El concierto en sí es como una degustación en la que importa más la variedad que la coherencia. Los dispares intereses de Albarn son el único hilo conductor y, con la perspectiva que brindan tanto el paso de los años como la combinación de épocas dentro del setlist, es posible apreciar cómo su foco se ha ido alejando cada vez más de lo que hacía en sus inicios. Canciones del debut homónimo de Gorillaz, como las guitarreras 'Punk' o 'M1 A1', calzan perfectamente dentro de la estética de Blur, pero no hay forma de que el cuarteto llegue a sonar alguna vez como 'Saturn Barz', en la que se recurre al dancehall y al AutoTune, menos que apuesten por mezclar frenéticamente rimas y electrónica como sucede en 'Garage Palace', comandada por la presencia electrizante de la rapera londinense Little Simz.

2-D, Murdoc, Noodle y Russel son un mero decorado en las pantallas. La acción se concentra en los músicos de carne y hueso, con natural énfasis en Albarn, adorado en nuestro país, al que describe diciendo "Chile is fun" y luego repitiendo extasiado "fantástico, fantástico, fantástico, Chile" durante 'Plastic Beach'. El concepto de banda virtual ha perdido fuerza ante la banda real y el protagonismo recae en los hombros de un líder que originalmente deseaba ocultarse tras las animaciones, pero no puede bajarle el volumen a su monumental carisma.

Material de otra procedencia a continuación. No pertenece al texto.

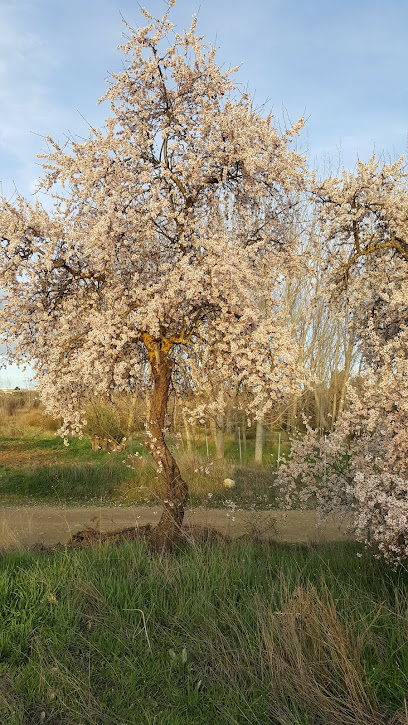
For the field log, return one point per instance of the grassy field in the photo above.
(244, 633)
(35, 466)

Gorillaz goza de buena fortuna porque, si bien las cosas no han salido como se esperaba al comienzo, a decir verdad han resultado mucho mejor. Albarn usa su plataforma para montar una caravana que brinda espectáculos de alto vuelo. Por el escenario pasan músicos de culto como Pauline Black, la voz de los emblemas ska The Selecter ('Charger'), o Peven Everett, otro baluarte house ('Strobelite', 'Stylo'). Suenan singles tremendamente exitosos como '19-2000', de altísimo grosor; 'Clint Eastwood', casi al final de la noche; 'Dirty Harry', con sus deliciosas teclas; y 'Feel Good Inc.', el peak anímico del show. En la última, participan los mismísimos De La Soul (también presentes en 'Superfast Jellyfish'), en lo que sólo podría considerarse un lujo dentro de otro lujo. Sencillos de menor repercusión, pero muy queridos por los conocedores, como 'El mañana' y 'Kids with Guns' tampoco se quedaron fuera de una presentación que abarcó 25 temas en total.

Amo y señor de la jornada, Albarn hace de todo en su fiesta postapocalíptica. Lo vemos tocar la dulce 'On Melancholy Hill', que no es más que su propia 'Waterloo Sunset'; lo vemos rapear en 'Rhinestone Eyes'; lo vemos internarse en el público; lo vemos con guitarra eléctrica y acústica, en los teclados, con su melódica; lo vemos cantar encima de una percusión lounge en 'Last Living Souls'. En un momento incluso juguetea con una keytar, instrumento asociado indisolublemente a los años ochenta, pero también, en estos lares, a la cumbia sound y a la villera. Cuando Gorillaz abandona el escenario, antes del bis que parte con 'Hong Kong', el recinto se ilumina con los celulares de todos los presentes. Así de animadas quedan las personas con este circo ambulante que ojalá viniera más seguido. Un pendiente menos en la cartelera local.